In our family it would be the parents / PIL to pay just because the dynamic is like that. In other families the ‘host’ or person that suggested it will pay. In others it will be split. There is no right or wrong way to do this, you just have to make sure every one is clear on who pays if the bill is to be split.

Tainging99 · 05/04/2022 17:51

It’s ok to split so long as they are genuinely ok about having to eat out. My bil always dictates we eat out and doesn’t understand the expense for us as a whole family

toastofthetown · 05/04/2022 17:52

It depends entirely on the dynamics of your family. In my family we split the bill between couples since everyone is now working and I would expect that for this meal. I'd discuss it in advance though, so everyone knows what to expect. And based on previous MN threads, it might be worth discussing if the bill is to be divided equally between the parties or if everyone will pay for what they had.

Newgirls · 05/04/2022 17:52

This is why I would do a lunch at home else it will get very expensive. Can’t yo ur husband organise a simple lunch for them?

NeedleNoodle3 · 05/04/2022 17:56

I think you and your DH should offer to pay as you aren’t cooking for them. If they insist on paying, or the adult DC offer to pay their share their offer.
I do think it’s a bit funny them visiting and then going out to eat, I’d probably do the walk and prepare a simple and tasty lunch to have at home.

maddy68 · 05/04/2022 17:57

I would either pay or split the bill equally

Frlrlrubert · 05/04/2022 18:00

I'd be prepared to pay, just in case.

With adult children in the mix usually the dynamic would be to split the bill in most families I think.
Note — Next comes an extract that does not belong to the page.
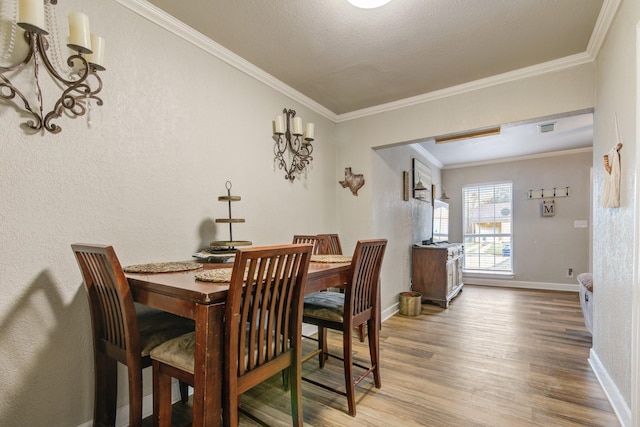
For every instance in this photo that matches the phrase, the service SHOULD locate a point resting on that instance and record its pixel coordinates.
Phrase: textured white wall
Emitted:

My dad would always insist on paying though.

ParkheadParadise · 05/04/2022 18:00

We would pay.
Although knowing my inlaws they would probably pay before we asked for the bill.

SpringRainbow · 05/04/2022 18:00

In my family we would fully expect to split the bill, however in my DH family his parents would strongly insist on paying and take offence if anyone else offers to pay.

Different families are different.

Silverclocks · 05/04/2022 18:04

Who paid when you visited them?

I'd go expecting to pay, but let them split it, or pay, if they offer.

FWIW for years my Dad insisted on paying when with us because we always offered, but he felt DSi s and BIL were wrong not to offer, so he didn't either.

WoolyMammoth55 · 05/04/2022 18:04

OP, I think it matters who paid at the pub when you visited them. Follow the same rules - but if it's splitting then I'd usually send a link to a menu beforehand so that they can get an idea of the prices.

Silverclocks · 05/04/2022 18:05

That said for a one day visit, I'd leave something in the slow cooker and feed them at home.

CurbsideProphet · 05/04/2022 18:05

My dad always wants to pay if we go out with them. All families are different so it depends on whether your DH's parents and siblings would immediately get their wallets out, or if they would sit there and wait for someone else to pay.

Tainging99 · 05/04/2022 18:07

I think how much disposable income they have is important- they may feel they have to pay. I would feel I had to pay as the parent. Sounds like that would be for 6 adults and one child? That’s a lot of money plus travelling for a day?

Solosunrise · 05/04/2022 18:08

They've invited themselves! Just because OP doesn't want to cook for people she hasn't actually invited, doesn't me she gets to pay for everyone.
Get DH to talk to them Flowers

AngelinaFibres · 05/04/2022 18:10

I would sort out the paying situation beforehand. If Dh and I go out with my family members or with his we either split the bill equally or people pay for what they have had if some have had several expensive drinks and others haven't. Nobody expects one couple to pay for the whole thing.